There are Six Phases to the Software Development Life Cycle (SDLC), and Xano is designed to support you and your team through each one.

Before you start building, we wanted to share some best practices around how to think about creating your product or service. If you don't need to learn this, you can go straight to setting up your Database.

When you have an idea for an app or a project that you'd like to build, it's easy to feel overwhelmed and not even know where to begin. Regardless of whether you're on your own or with a team, it's important to have a framework around how you approach designing, launching, and maintaining your application. Luckily, when building in Xano, you can leverage a tried and tested methodology called the Software Development Life Cycle (SDLC).

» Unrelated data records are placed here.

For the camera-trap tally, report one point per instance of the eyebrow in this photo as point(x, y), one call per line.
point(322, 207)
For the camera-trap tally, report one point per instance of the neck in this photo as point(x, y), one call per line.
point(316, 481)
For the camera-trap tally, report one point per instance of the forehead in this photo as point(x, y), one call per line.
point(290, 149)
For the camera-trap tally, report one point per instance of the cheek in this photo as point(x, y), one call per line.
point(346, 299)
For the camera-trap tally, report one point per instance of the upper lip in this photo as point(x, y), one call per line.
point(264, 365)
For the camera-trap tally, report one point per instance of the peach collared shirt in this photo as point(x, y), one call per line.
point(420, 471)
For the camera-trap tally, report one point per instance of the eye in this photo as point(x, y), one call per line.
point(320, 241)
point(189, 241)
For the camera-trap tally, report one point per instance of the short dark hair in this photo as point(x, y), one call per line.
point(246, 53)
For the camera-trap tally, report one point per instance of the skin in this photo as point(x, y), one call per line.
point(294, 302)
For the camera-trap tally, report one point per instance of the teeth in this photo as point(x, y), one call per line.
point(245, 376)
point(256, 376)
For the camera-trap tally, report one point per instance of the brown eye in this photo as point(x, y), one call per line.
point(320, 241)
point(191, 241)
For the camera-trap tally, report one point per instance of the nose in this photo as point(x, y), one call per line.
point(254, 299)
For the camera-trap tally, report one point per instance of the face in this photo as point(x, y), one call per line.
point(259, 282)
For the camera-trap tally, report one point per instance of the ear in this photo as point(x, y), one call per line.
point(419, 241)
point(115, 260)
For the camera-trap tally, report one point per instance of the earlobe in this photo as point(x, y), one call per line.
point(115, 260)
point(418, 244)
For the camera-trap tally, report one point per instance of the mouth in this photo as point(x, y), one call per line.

There are Six Phases to the Software Development Life cycle, and Xano was designed to support you and your team through each one.

1. Planning/Analysis

The first stage of the SLDC usually consists of two parts which start with gathering requirements from your customers or relevant stakeholders, ensuring you are solving a real problem, then analyzing the feasibility of creating the product, revenue potential, cost, and more. Once you decide what you're building is in line with stakeholder goals, addresses user needs, and is feasible to create, you can move to the second stage.

2. Design

The design phase is where you start to put your ideas to paper. This might include creating actual designs in a tool like Figma, or going higher level and using a tool like Miro to create a wireframe or flowchart. From a Xano perspective, this is where you would start designing a data model (video tutorial).

3. Development

With a solid foundation to work with, this phase is where the actual development happens and where you turn specifications and designs into an actual product. This phase usually takes the most time, so setting expectations with yourself and the stakeholders you are working with is important.

Xano helps accelerate this stage with features like:

If you're working with a team, you can leverage Xano features like real-time collaboration to seamlessly work within the same workspace, or create Branches and Merge them in when you're ready to move to the testing phase.

4. Testing

Before launching any product or service, it's important to have everything tested. At this phase, you would have a quality assurance (QA) team step in to run tests, but if you're on your own, you'll need to think through every part of testing your product which is more than just fixing critical bugs.

This might sound easier than it seems, but it's essential to test all the different permutations and ways that your users might interact with your application. Here are some different types of testing that you can do in this phase.

  • Performance testing Is your product ready to handle the traffic/storage requirements?

  • Functional testing Does your application meet the requirements set for in the Planning/Analysis phase?

  • Security testing Is your data in a secure place, and do you meet the appropriate compliance certifications within your country, or if you're dealing with sensitive data?

  • Unit testing Does every part of your app work the way it's supposed to?

  • Usability testing Do your users actually understand how to use your app?

Xano provides a few features to help you in this phase. Using Data Sources can help you use dummy data without affecting what will be live in production. Our API Builder supports Drafts to help you and your team get things right before Publishing. Branches can be used to create separate testing environments (Development, Staging, Production). For more complex use cases, Xano also supports Xano Link, which allows you to keep all of your Workspaces and Instances in sync with a master so your customers have a consistent experience.

5. Deployment

Now the fun begins. The Deployment stage is where your product or service is shipped to its intended user(s). This process can depend on the nature of what is being released; however, it's best practice to launch to a small set of users (typically called a canary release).

6. Maintenance

Maintenance is typically the last stage of the SDLC; however, in today's world, people are moving toward a more Agile software development approach where the product or service is continually improved, and sometimes the feedback from users makes it necessary to go back to the first step of the SDLC. This is why most images of the SDLC that you find are circular because it is a process that keeps repeating itself once you find something that's working.